3D Universal Lesion Detection and Tagging in CT with Self-Training

TL;DR

This work presents a self-training pipeline for 3D universal lesion detection and tagging (ULDT) in CT, starting from a 2D VFNet model trained on only 30% of the DeepLesion data and expanding detections into 3D through IoU-based aggregation and weighted fusion. By iterating intra- and inter-patient mining across four rounds and employing static and variable confidence thresholds plus class-balancing upsampling, the method achieves a mean sensitivity of $46.9\%$ at $[0.125:8]$ FP/vol, rivaling prior approaches that used the full DeepLesion dataset. The approach yields 3D lesion extents and body-part tags, enabling more accurate tumor burden assessment, with results comparable to state-of-the-art methods while relying on substantially less labeled data. This has practical implications for scalable ULDT in clinical CT workflows and lays groundwork for further improvements in 3D lesion understanding and tagging.

Abstract

Radiologists routinely perform the tedious task of lesion localization, classification, and size measurement in computed tomography (CT) studies. Universal lesion detection and tagging (ULDT) can simultaneously help alleviate the cumbersome nature of lesion measurement and enable tumor burden assessment. Previous ULDT approaches utilize the publicly available DeepLesion dataset, however it does not provide the full volumetric (3D) extent of lesions and also displays a severe class imbalance. In this work, we propose a self-training pipeline to detect 3D lesions and tag them according to the body part they occur in. We used a significantly limited 30\% subset of DeepLesion to train a VFNet model for 2D lesion detection and tagging. Next, the 2D lesion context was expanded into 3D, and the mined 3D lesion proposals were integrated back into the baseline training data in order to retrain the model over multiple rounds. Through the self-training procedure, our VFNet model learned from its own predictions, detected lesions in 3D, and tagged them. Our results indicated that our VFNet model achieved an average sensitivity of 46.9\% at [0.125:8] false positives (FP) with a limited 30\% data subset in comparison to the 46.8\% of an existing approach that used the entire DeepLesion dataset. To our knowledge, we are the first to jointly detect lesions in 3D and tag them according to the body part label.

Figures (4)

• Figure 1: (a) Distribution of lesion labels in the DeepLesion validation + test splits showing class imbalances. (b) Proposed self-training pipeline. A VFNet model was trained on 2D lesions annotations from the baseline training split, and it iteratively mined new 2D predictions on the training data and on an unseen data split (original DeepLesion training split). Following this step, the 2D predictions were consolidated based on IoU overlap and expanded into 3D. Next, the 3D predictions were incorporated into the baseline training split for re-training the model over multiple rounds. (c) - (e) 3D predictions with confidence score $\geq$ 50% shown for different slices of an abdominal CT volume. They were generated by the ensemble of models from different mining rounds self-trained with the variable threshold policy. Green: Ground Truth, Yellow: True Positive (IoU Yan2021_LENS$\geq$ 30%), and Red: False Positive. Lesion 1 is a GT "abdomen" lesion spanning across slices $[58, 73]$, while the predicted 3D proposal spans slices $[53, 73]$. Despite GT boxes being absent for lesion 1 in slices 53 through 57, the 3D proposal has an IoU overlap Yan2021_LENS$\geq$30% with the GT and is considered a TP. Notice that lesion 1 is visible across all displayed slices. Lesion 2 is a GT "kidney" lesion spanning slices $[52, 57]$ with the predicted 3D lesion spanning slices $[53, 54]$. Lesion 3 is a predicted 3D "abdomen" lesion spanning slices $[59, 63]$, and it was counted as a FP during lesion detection + tagging.

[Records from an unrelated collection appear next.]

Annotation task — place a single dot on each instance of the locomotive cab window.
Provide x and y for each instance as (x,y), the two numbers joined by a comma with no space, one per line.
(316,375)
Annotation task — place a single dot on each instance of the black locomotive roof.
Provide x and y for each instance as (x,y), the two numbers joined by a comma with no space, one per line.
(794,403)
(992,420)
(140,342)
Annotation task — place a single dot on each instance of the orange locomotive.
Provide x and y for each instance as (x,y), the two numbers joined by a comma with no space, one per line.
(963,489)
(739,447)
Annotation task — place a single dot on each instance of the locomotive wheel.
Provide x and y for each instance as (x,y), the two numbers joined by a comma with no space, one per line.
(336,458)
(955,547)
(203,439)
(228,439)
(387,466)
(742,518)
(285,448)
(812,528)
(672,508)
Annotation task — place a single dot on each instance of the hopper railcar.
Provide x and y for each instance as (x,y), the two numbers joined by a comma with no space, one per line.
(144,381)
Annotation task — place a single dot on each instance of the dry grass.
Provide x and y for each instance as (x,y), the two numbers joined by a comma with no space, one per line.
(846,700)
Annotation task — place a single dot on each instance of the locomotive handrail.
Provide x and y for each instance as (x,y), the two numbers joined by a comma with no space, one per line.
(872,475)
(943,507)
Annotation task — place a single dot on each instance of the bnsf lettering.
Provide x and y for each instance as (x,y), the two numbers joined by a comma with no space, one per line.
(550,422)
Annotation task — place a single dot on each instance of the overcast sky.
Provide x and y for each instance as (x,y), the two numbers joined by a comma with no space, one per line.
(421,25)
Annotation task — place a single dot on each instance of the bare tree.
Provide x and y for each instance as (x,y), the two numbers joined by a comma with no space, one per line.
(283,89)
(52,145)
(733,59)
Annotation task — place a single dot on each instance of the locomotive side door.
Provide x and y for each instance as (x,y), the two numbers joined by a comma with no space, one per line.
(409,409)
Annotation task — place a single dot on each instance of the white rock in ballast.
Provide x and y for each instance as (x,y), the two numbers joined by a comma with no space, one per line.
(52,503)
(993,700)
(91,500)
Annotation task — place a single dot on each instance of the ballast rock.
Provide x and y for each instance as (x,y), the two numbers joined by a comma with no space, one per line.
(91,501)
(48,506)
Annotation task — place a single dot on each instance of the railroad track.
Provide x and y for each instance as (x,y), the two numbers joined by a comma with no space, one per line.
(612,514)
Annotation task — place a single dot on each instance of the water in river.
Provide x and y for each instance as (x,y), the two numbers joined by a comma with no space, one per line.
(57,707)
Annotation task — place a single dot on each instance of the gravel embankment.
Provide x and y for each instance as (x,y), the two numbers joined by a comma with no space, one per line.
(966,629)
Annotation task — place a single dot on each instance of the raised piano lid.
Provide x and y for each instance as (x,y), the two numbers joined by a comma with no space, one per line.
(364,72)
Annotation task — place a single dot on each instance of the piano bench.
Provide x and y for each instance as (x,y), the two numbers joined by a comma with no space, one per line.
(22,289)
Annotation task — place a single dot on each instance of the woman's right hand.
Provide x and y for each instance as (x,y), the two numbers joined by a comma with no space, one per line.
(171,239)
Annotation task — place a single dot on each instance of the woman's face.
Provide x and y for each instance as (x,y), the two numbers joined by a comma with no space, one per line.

This lesion was not annotated in the official DeepLesion test split, and thus the tag from this split was not mapped to the fully annotated LENS test split (see Sec. \ref{['sec:methods']} for details). Therefore, it is not a FP with respect to detection only. Also, the correct tag for lesion 3 is a "kidney" cyst, but these lesion types are often confused with the "liver" and "abdomen" classes. It is not visible in slice 64 due to the predicted extent.
• Figure 2: Normalized Confusion Matrix: No Self-Training (Baseline).
• Figure 3: Normalized Confusion Matrix: Ensemble of Static Threshold Models.
• Figure 4: Normalized Confusion Matrix: Ensemble of Variable Threshold Models.